Gibson City Man Convicted Of Mail Fraud And Tax Evasion
Peoria, Ill. – Sentencing is scheduled on Feb. 19, 2015, for a Gibson City, Ill., man convicted last week of mail fraud and illegal application of a pesticide inconsistent with its labeling. A jury deliberated for approximately one hour on Oct. 31, before returning guilty verdicts against Carl Kieser, 61. Kieser had previously been convicted of four counts of tax evasion.
Kieser owned and operated Aquatic Control of Illinois, a business located at his Gibson City Fishing and Camping Club, south of Gibson City on Route 47. During the trial, which began on Oct. 27, the government presented evidence to establish that from June 2006 to September 2012, Kieser purchased large quantities of Diuron 80DF, a pesticide registered with the U.S. Environmental Protection Agency for the control of land-based weeds. The EPA-approved labeling for Diuron 80DF warns that the chemical should not be applied directly to water due to its toxicity to fish and other aquatic wildlife.
As part of the scheme to defraud, Kieser manufactured, advertised, sold, and distributed a product he called Pond Clear Plus. Kieser produced Pond Clear Plus by mixing Diuron 80DF with other ingredients, including a blue pond dye. Kieser advertised Pond Clear Plus in newspapers and magazines and represented that he had 20 years of experience in lake management and consulting. The advertisements for Pond Clear Plus falsely and fraudulently represented that Pond Clear Plus could control lake weeds and algae “Mother Nature’s Way,” with “No Chemicals,” using a “biological method with live bacteria that dissolves plant nutrients, black muck, and rotten egg odor.” Kieser also falsely and fraudulently represented to customers that Pond Clear Plus contained no chemicals. In fact, as Kieser knew full well, Pond Clear Plus contained the chemical pesticide Diuron 80DF, which was prohibited by its EPA-approved labeling from being applied directly to water.
As a result of his false advertising and representations, Kieser sold and distributed Pond Clear Plus to customers from approximately July 2007 to September 2012. Kieser obtained more than $400,000 in proceeds from customers from the sale of Pond Clear Plus, but failed to pay any federal income tax on his profits from 2008 to 2011.
As a further part of the scheme, Kieser provided Pond Clear Plus to his customers via Federal Express or some other means in 2.5 gallon jugs without any labels, including any labels informing customers that Pond Clear Plus contained Diuron 80DF and should not be applied directly to water. To the contrary, Kieser advised customers that Pond Clear Plus contained no chemicals and should be applied by pouring it directly into the customer’s pond or lake. Moreover, Kieser himself on occasion directly applied Pond Clear Plus to lakes or ponds for his customers. As a result, Diuron 80DF was directly applied to ponds and lakes throughout the United States in direct contravention of its EPA-approved labeling. Additionally, multiple customers experienced fish kills following the application of Pond Clear Plus to their ponds and lakes.
“The guilty verdict is the result of strong coordination between EPA and our law enforcement partners,” said Randall Ashe, Special Agent in Charge of EPA’s criminal enforcement program in Illinois. “Mail fraud is a serious crime that can lead to serious public health threats. This case demonstrates that individuals who profit from the misuse and illegal sale of potentially harmful chemicals will be prosecuted.”

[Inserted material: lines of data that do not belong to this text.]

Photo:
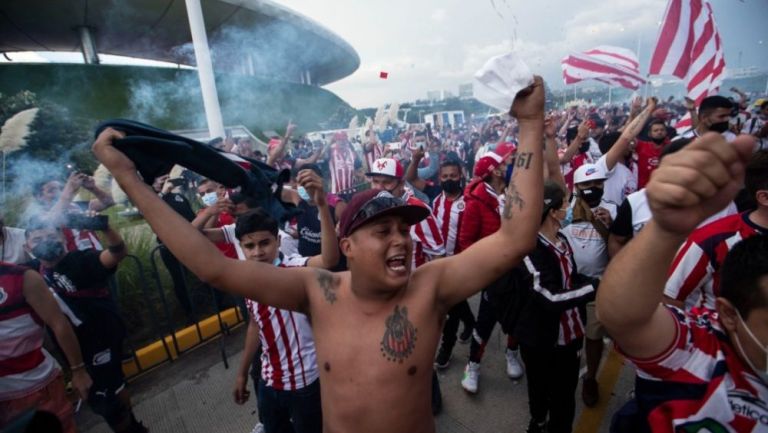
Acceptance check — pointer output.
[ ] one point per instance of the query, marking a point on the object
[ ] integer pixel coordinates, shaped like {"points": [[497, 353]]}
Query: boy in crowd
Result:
{"points": [[379, 315]]}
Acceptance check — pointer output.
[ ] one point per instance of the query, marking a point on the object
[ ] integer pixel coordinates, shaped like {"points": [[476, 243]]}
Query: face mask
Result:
{"points": [[565, 222], [48, 250], [719, 127], [762, 373], [508, 175], [209, 199], [592, 196], [451, 186], [303, 194]]}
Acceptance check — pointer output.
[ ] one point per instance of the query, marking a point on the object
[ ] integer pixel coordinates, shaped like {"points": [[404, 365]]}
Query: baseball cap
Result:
{"points": [[492, 160], [589, 172], [371, 204], [386, 167]]}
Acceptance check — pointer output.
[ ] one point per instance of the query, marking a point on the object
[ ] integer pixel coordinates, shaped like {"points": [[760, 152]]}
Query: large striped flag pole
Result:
{"points": [[611, 65], [689, 47]]}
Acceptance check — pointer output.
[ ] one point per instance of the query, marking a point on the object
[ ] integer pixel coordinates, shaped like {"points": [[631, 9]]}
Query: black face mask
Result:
{"points": [[719, 127], [592, 196], [48, 250], [452, 186]]}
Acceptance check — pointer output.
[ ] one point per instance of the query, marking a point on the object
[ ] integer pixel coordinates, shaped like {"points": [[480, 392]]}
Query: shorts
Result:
{"points": [[50, 398], [594, 329]]}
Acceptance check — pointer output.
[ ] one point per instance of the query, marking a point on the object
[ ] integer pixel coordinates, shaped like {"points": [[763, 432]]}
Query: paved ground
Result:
{"points": [[193, 394]]}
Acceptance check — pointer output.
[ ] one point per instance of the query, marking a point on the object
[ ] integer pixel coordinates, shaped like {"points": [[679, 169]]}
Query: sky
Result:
{"points": [[439, 44]]}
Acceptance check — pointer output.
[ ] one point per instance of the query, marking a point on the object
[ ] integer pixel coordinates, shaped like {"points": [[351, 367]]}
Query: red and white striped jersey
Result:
{"points": [[376, 152], [447, 213], [342, 166], [427, 240], [288, 358], [699, 384], [571, 323], [25, 366], [694, 276]]}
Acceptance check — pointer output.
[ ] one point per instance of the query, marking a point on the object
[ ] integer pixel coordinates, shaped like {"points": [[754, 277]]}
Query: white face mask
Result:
{"points": [[209, 199], [762, 373]]}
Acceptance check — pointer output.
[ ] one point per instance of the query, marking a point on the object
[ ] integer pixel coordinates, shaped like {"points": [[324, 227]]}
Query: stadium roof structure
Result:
{"points": [[253, 37]]}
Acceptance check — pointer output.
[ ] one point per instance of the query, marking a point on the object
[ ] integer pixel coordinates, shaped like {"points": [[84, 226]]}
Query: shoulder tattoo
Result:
{"points": [[325, 280], [399, 338], [513, 199]]}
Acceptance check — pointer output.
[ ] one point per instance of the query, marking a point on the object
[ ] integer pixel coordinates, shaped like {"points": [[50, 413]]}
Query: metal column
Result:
{"points": [[205, 69]]}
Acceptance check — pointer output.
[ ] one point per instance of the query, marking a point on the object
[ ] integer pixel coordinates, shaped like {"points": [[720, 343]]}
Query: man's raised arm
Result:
{"points": [[486, 260], [689, 186], [282, 288]]}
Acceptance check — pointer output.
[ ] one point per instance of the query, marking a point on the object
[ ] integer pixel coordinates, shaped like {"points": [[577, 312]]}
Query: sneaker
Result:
{"points": [[471, 375], [443, 359], [514, 366], [465, 335], [590, 393], [536, 427]]}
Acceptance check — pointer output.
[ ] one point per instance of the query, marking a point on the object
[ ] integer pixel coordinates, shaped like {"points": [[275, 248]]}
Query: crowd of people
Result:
{"points": [[573, 226]]}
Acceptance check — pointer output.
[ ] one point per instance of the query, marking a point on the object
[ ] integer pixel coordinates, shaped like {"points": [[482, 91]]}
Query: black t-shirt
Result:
{"points": [[81, 281], [622, 225]]}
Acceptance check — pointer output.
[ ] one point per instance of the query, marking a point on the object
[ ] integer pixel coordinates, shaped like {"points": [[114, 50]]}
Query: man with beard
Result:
{"points": [[376, 326], [714, 115]]}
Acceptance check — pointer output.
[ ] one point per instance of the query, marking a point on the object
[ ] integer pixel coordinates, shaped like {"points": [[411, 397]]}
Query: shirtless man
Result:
{"points": [[376, 326]]}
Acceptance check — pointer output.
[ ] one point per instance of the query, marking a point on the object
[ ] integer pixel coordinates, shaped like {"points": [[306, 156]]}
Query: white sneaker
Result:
{"points": [[514, 366], [471, 375]]}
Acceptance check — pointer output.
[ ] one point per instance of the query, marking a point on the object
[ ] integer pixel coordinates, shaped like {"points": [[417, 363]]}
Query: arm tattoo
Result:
{"points": [[325, 280], [524, 160], [513, 198], [399, 337]]}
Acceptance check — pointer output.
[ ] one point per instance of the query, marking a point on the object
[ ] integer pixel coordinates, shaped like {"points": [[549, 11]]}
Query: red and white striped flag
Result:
{"points": [[615, 66], [689, 47]]}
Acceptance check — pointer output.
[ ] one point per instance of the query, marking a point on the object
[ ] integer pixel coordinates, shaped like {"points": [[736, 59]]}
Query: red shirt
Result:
{"points": [[648, 155]]}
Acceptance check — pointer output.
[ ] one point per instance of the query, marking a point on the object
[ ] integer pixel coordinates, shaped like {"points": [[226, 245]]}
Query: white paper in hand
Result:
{"points": [[500, 79]]}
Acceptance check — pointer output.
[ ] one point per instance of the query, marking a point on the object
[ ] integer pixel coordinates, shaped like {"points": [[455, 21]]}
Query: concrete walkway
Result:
{"points": [[194, 394]]}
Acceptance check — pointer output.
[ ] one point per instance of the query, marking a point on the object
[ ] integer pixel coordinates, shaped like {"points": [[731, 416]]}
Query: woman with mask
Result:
{"points": [[546, 316], [588, 233]]}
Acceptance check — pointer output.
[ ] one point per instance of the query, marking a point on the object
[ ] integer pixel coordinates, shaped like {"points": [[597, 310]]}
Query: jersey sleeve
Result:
{"points": [[428, 232], [622, 225], [690, 270]]}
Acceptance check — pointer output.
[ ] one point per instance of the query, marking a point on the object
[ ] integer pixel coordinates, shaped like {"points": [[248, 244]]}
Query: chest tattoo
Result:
{"points": [[399, 337], [325, 280]]}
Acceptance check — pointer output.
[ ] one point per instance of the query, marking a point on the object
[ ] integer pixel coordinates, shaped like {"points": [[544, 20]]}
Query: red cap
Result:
{"points": [[372, 204], [386, 167]]}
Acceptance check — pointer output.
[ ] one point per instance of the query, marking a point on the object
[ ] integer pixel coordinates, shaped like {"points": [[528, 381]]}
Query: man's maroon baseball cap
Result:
{"points": [[372, 204]]}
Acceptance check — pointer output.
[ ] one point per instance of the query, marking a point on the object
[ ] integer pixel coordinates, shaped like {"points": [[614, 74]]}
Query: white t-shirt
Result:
{"points": [[590, 250], [620, 182], [12, 250]]}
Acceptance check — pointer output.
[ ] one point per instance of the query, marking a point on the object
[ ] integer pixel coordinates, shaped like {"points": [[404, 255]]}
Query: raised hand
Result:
{"points": [[529, 103], [114, 160], [313, 184], [694, 183]]}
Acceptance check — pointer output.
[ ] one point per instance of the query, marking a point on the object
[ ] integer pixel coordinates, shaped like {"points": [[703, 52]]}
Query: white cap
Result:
{"points": [[589, 172]]}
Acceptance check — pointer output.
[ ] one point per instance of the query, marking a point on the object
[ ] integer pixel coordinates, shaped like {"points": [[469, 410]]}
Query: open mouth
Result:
{"points": [[397, 263]]}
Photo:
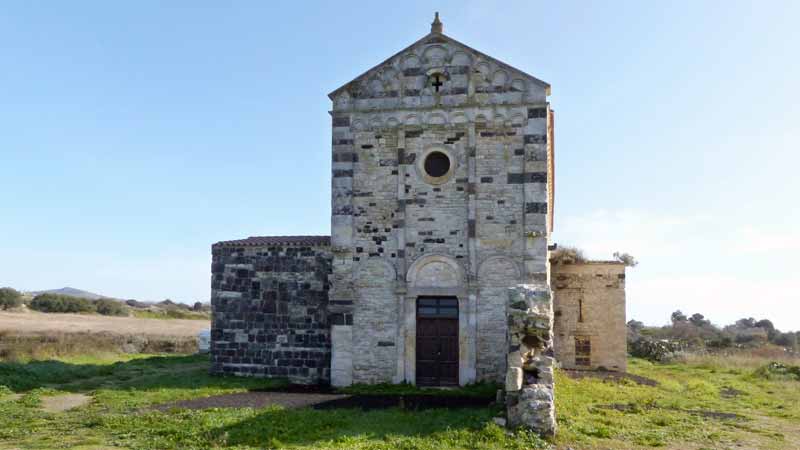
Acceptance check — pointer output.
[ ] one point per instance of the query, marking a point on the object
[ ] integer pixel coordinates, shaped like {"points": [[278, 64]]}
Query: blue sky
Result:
{"points": [[134, 135]]}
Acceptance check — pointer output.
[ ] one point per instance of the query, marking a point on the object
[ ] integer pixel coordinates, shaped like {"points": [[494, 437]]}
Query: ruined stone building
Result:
{"points": [[442, 198]]}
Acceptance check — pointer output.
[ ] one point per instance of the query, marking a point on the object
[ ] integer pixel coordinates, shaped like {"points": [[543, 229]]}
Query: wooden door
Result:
{"points": [[437, 341]]}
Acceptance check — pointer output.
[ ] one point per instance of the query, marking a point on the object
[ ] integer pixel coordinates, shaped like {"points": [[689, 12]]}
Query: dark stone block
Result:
{"points": [[536, 208], [537, 113], [341, 121], [527, 177], [535, 138]]}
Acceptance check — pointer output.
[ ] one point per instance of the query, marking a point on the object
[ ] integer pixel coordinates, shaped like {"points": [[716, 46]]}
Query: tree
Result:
{"points": [[788, 340], [678, 317], [626, 258], [746, 323], [10, 298], [765, 324], [635, 325], [699, 320]]}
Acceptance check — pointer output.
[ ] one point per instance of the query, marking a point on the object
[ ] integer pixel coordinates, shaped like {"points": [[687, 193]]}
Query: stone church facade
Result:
{"points": [[442, 198]]}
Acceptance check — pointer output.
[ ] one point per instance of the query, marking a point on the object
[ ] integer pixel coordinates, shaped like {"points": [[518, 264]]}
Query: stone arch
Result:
{"points": [[410, 62], [411, 119], [435, 56], [483, 69], [342, 100], [518, 85], [460, 59], [499, 78], [358, 125], [436, 119], [376, 122], [436, 271], [500, 271], [375, 272], [458, 117]]}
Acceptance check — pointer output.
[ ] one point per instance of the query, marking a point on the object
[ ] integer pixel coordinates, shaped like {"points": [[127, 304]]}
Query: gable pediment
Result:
{"points": [[441, 67]]}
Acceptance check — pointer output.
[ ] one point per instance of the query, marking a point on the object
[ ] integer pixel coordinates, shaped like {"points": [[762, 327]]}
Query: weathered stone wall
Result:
{"points": [[589, 304], [269, 303], [530, 385], [482, 226]]}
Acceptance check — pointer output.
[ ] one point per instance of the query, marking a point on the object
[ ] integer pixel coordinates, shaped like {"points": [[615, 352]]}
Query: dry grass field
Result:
{"points": [[45, 323]]}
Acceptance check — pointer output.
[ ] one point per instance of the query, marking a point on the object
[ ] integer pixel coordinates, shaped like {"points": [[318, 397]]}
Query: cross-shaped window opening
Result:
{"points": [[437, 82]]}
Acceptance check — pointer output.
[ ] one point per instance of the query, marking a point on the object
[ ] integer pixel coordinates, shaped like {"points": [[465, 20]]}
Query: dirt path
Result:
{"points": [[253, 400], [36, 322], [316, 400], [59, 403]]}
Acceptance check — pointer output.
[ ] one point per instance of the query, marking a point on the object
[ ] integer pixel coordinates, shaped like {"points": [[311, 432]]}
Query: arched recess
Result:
{"points": [[436, 271], [495, 275], [376, 273], [375, 322]]}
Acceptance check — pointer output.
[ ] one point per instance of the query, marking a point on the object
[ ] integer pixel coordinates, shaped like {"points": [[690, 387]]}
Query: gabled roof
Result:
{"points": [[437, 37], [261, 241]]}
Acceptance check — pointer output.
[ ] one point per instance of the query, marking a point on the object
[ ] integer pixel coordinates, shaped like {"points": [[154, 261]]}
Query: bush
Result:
{"points": [[626, 258], [656, 351], [108, 307], [778, 370], [61, 304], [10, 298]]}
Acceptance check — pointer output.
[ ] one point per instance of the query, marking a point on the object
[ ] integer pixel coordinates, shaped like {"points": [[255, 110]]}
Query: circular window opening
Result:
{"points": [[437, 164]]}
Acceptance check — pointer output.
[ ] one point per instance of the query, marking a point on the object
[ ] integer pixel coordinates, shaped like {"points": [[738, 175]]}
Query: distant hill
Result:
{"points": [[72, 292]]}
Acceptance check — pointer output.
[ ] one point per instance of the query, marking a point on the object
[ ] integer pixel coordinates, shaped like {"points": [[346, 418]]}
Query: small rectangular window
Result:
{"points": [[583, 351]]}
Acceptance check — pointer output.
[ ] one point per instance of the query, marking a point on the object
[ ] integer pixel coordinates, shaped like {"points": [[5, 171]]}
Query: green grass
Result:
{"points": [[592, 414], [482, 390], [169, 314], [683, 408]]}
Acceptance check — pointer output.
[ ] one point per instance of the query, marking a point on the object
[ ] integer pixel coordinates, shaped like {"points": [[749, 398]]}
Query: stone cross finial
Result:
{"points": [[436, 26]]}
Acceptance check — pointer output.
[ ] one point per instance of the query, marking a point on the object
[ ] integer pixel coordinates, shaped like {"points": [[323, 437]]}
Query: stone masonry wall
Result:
{"points": [[269, 306], [589, 301], [482, 227], [530, 385]]}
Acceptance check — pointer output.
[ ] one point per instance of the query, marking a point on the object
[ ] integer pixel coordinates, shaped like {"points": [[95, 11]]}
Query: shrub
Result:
{"points": [[10, 298], [626, 259], [567, 255], [656, 351], [61, 304], [108, 307], [778, 370]]}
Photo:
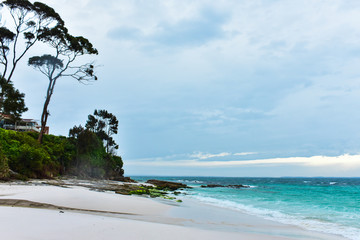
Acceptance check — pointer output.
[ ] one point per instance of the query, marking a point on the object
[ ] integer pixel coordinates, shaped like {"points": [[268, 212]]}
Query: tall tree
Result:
{"points": [[12, 103], [21, 28], [67, 49], [104, 124]]}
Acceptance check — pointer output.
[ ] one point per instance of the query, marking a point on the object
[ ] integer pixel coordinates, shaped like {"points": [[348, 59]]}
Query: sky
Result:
{"points": [[216, 88]]}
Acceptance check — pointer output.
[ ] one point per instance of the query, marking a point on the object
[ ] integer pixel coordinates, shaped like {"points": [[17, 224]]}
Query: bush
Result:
{"points": [[4, 167], [84, 156]]}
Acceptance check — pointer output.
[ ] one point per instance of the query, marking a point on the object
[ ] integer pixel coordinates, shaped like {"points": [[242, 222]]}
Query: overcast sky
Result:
{"points": [[212, 87]]}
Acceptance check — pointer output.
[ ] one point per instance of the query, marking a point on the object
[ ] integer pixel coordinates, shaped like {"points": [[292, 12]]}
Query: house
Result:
{"points": [[24, 125]]}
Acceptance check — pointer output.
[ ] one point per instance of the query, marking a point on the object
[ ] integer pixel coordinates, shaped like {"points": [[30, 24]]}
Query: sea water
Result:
{"points": [[329, 205]]}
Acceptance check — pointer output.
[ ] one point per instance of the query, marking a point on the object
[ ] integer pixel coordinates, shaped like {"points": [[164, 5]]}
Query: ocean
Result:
{"points": [[329, 205]]}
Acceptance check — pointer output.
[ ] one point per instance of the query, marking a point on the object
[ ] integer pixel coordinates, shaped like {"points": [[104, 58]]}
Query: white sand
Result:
{"points": [[153, 219]]}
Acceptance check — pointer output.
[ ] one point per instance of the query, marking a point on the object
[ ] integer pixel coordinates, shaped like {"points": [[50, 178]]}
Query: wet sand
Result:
{"points": [[42, 211]]}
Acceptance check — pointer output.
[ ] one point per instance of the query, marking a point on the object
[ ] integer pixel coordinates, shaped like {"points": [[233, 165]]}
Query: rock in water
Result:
{"points": [[167, 185]]}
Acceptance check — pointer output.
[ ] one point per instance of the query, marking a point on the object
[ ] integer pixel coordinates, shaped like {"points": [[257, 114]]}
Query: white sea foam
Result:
{"points": [[304, 222]]}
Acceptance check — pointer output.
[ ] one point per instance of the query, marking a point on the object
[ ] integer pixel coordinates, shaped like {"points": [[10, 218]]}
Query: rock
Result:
{"points": [[211, 186], [123, 179], [167, 185], [229, 186], [238, 186]]}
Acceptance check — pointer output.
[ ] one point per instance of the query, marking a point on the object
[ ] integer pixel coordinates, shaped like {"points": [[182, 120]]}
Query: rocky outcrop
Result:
{"points": [[228, 186], [166, 185]]}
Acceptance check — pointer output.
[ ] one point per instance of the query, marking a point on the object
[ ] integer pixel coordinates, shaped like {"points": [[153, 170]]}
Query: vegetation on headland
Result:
{"points": [[27, 25], [83, 154], [87, 152]]}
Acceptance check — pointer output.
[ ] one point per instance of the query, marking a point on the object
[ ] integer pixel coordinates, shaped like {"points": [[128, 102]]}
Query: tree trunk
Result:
{"points": [[44, 117], [45, 112]]}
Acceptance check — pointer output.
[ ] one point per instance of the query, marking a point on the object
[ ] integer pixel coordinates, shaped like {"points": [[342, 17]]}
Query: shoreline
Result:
{"points": [[105, 215]]}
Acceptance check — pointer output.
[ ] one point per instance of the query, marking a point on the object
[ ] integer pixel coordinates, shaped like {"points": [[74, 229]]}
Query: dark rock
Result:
{"points": [[238, 186], [229, 186], [167, 185], [211, 186], [123, 179]]}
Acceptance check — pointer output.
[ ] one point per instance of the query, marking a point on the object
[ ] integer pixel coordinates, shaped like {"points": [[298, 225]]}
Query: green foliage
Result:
{"points": [[4, 167], [12, 101], [104, 124], [91, 157], [58, 155]]}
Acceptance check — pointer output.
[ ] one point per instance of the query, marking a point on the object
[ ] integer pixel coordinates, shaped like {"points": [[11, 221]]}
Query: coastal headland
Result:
{"points": [[85, 209]]}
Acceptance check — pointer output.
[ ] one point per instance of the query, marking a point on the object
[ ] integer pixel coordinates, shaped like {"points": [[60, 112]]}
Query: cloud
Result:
{"points": [[208, 155], [194, 31], [245, 153], [344, 161]]}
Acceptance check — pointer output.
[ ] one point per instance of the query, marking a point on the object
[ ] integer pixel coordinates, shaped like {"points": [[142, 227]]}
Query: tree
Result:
{"points": [[67, 49], [27, 22], [12, 102], [104, 124]]}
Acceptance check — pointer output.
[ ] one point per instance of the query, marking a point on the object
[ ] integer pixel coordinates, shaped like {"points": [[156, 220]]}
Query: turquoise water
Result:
{"points": [[330, 205]]}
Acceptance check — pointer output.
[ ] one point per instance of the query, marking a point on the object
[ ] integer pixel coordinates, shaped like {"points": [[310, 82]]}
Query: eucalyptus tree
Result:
{"points": [[67, 49], [104, 124], [21, 24]]}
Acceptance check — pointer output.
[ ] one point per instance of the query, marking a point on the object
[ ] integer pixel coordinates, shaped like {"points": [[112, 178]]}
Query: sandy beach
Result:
{"points": [[41, 211]]}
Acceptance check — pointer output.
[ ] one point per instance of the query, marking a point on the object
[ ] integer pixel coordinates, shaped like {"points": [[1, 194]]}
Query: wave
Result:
{"points": [[313, 224]]}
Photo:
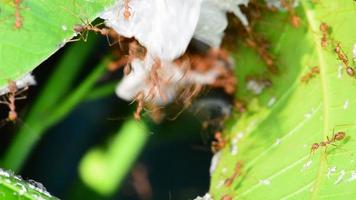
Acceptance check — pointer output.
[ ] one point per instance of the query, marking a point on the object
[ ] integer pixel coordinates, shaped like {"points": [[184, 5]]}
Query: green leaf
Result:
{"points": [[13, 187], [273, 139], [33, 129], [103, 170], [47, 25]]}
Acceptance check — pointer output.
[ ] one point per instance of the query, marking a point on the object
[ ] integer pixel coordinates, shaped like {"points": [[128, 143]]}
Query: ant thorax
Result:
{"points": [[163, 82]]}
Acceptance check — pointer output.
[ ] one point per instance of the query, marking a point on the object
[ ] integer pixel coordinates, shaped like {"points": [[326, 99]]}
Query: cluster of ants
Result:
{"points": [[9, 100], [325, 30]]}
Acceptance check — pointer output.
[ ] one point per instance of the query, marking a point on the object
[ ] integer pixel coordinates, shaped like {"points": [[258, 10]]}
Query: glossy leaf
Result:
{"points": [[272, 140], [46, 27]]}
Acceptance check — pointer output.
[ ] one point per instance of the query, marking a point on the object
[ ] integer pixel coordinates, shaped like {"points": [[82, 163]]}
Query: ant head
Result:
{"points": [[350, 71], [12, 116], [78, 28], [315, 146], [339, 135], [12, 87]]}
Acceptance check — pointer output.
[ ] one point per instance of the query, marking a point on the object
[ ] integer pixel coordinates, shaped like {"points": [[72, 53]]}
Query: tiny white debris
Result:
{"points": [[220, 184], [23, 189], [277, 4], [353, 176], [224, 170], [24, 81], [240, 135], [207, 196], [346, 104], [341, 176], [250, 126], [339, 71], [265, 182], [308, 115], [331, 170], [255, 86], [354, 52], [307, 164], [271, 101], [214, 162], [4, 173], [234, 149], [64, 27]]}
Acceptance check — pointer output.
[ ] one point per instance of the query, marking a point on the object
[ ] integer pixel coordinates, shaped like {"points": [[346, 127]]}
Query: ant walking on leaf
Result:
{"points": [[294, 18], [127, 13], [312, 73], [10, 98], [336, 137]]}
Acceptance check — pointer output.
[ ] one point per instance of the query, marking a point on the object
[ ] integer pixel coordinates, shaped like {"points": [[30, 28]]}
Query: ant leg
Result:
{"points": [[21, 98]]}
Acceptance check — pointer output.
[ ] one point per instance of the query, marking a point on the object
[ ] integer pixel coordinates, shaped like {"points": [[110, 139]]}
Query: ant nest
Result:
{"points": [[158, 69]]}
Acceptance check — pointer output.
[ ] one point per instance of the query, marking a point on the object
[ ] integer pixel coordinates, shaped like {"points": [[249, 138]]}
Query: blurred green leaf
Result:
{"points": [[103, 169], [273, 139], [32, 131], [13, 188], [47, 26]]}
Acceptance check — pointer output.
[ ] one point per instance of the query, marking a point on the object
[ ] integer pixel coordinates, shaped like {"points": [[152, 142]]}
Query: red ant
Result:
{"points": [[220, 142], [294, 19], [84, 29], [324, 28], [237, 172], [329, 141], [127, 13], [344, 59], [226, 197], [135, 50], [18, 17], [314, 71], [140, 97], [10, 99]]}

Following the jury’s return of the guilty verdicts, Chief U.S. District Judge James E. Shadid allowed Kieser to remain on release under conditions of bond, including that he no longer sell his product, Pond Clear Plus. Judge Shadid scheduled sentencing for Kieser on all charges for February 19, 2015.
The maximum statutory penalty for each count of mail fraud is 20 years in prison and a fine of up to $250,000. The maximum statutory penalty for tax evasion is five years in prison and a fine of up to $100,000. The maximum statutory penalty for applying a pesticide inconsistent with its labeling is one year in jail and a fine of up to $50,000.
The case is being prosecuted by Assistant U.S. Attorney Eugene L. Miller. The charges are the result of an investigation by the U.S. Environmental Protection Agency, Criminal Investigation Division, and the Internal Revenue Service, with the assistance of the Illinois Department of Natural Resources, the Illinois Environmental Protection Agency, and the Illinois Department of Agriculture.